In questo “mare magnum” di informazioni, serie o leggere, veicolate dai social, come si riconosce il giornalismo di qualità?
«Non è semplice – risponde Bassan – Per quanto riguarda i giornali digitali ad esempio l’informazione è mediata dagli algoritmi. Gli articoli ci vengono proposti sulla base delle nostre preferenze e ricerche oltre che sul modello di business delle piattaforme, le quali, tra l’altro, ora stanno penalizzando le news perché non riescono a moderare le reazioni che generano. È vero che la rabbia crea engagement, ma la situazione ora è davvero molto delicata».
Quali sono le soluzioni?
«Più che di soluzioni parlerei di contromisure.
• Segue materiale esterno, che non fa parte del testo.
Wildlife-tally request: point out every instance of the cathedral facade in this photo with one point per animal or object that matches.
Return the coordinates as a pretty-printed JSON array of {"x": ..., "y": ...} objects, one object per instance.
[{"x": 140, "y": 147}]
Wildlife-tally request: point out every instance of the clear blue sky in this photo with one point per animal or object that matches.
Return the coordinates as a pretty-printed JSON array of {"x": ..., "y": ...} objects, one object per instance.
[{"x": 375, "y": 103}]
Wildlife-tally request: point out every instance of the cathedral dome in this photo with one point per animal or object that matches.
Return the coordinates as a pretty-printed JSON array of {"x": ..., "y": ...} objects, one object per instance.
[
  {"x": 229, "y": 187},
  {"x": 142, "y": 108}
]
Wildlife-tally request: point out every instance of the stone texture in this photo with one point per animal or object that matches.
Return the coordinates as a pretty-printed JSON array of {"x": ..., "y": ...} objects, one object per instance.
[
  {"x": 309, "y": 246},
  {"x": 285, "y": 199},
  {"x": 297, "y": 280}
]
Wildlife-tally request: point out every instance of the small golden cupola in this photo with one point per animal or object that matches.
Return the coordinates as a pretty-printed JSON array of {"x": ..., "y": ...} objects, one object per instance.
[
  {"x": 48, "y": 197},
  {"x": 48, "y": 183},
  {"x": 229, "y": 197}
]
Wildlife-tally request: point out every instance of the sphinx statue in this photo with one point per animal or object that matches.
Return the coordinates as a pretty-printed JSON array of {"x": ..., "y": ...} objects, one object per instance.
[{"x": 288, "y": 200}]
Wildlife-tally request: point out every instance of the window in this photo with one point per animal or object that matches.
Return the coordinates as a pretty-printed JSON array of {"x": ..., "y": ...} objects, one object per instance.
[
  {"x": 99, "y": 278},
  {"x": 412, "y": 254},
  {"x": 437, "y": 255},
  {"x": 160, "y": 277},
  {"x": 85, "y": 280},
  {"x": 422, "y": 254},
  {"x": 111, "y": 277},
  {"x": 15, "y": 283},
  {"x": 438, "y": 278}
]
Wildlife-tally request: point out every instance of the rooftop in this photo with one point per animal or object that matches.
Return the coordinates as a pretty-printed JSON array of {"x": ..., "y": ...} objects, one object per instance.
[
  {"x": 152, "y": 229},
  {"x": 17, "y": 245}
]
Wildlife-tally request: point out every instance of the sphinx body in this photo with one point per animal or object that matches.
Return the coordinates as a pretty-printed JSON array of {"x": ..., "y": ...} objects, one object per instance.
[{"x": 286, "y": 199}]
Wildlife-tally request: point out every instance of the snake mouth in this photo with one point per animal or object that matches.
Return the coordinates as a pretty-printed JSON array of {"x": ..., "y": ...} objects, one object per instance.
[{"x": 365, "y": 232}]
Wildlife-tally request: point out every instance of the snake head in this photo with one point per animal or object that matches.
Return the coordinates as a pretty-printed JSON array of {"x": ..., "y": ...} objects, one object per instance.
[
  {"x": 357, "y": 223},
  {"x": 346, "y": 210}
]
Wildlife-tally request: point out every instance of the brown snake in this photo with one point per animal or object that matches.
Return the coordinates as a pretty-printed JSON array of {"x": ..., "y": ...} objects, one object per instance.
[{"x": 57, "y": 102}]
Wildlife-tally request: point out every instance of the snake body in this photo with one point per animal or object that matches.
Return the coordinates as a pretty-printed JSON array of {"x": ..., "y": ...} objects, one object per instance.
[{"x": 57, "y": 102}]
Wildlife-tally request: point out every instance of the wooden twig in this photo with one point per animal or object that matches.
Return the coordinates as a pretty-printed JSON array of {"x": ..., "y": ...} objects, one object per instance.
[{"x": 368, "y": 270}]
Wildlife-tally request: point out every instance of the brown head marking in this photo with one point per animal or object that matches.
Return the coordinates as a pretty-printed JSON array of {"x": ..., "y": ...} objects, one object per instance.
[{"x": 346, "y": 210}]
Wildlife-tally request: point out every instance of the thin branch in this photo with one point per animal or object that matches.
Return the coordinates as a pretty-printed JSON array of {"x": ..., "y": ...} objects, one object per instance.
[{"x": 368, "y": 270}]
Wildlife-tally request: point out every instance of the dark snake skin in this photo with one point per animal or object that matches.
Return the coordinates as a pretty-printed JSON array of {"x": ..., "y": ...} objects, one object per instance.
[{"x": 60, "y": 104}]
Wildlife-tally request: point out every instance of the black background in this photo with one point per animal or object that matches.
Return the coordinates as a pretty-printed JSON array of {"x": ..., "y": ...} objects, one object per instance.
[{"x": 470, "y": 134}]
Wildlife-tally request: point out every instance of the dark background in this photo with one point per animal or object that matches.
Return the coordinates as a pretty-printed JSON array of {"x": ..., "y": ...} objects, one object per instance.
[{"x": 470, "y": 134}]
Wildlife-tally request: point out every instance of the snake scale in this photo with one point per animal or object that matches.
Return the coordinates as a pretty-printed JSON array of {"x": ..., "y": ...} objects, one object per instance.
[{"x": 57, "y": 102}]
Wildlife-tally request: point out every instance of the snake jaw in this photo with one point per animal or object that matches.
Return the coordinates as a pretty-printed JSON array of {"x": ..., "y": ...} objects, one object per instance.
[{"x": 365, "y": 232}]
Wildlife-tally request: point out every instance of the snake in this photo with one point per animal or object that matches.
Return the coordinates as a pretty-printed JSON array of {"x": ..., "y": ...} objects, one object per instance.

Occorre innanzitutto ribadire che il giornalismo è un valore fondamentale della nostra società. I social non sono nemici da combattere: innescare un braccio di ferro con le piattaforme non ha senso, è un gioco a perdere, però possiamo eliminare quelle tossine di un modello pubblicitario che alimenta e promuove mostri. E poi diciamolo, non tutti i giornali devono parlare a tutti: scegliamo di avere un rapporto diretto con i lettori, in questo possono venire in aiuto la membership o la subscription.
Per finire serve raccontare “belle esperienze”, occorre inserire nella cultura editoriale l’equilibrio tra le buone notizie e le notizie che raccontano la parte più cruda della vita quotidiana. Insomma dobbiamo pensare a un palinsesto più bilanciato. Ultimo, ma non ultimo, dobbiamo risolvere un problema congiunturale: abbiamo bisogno di un servizio pubblico che informi bene, credibile. E qui c’è molto da lavorare».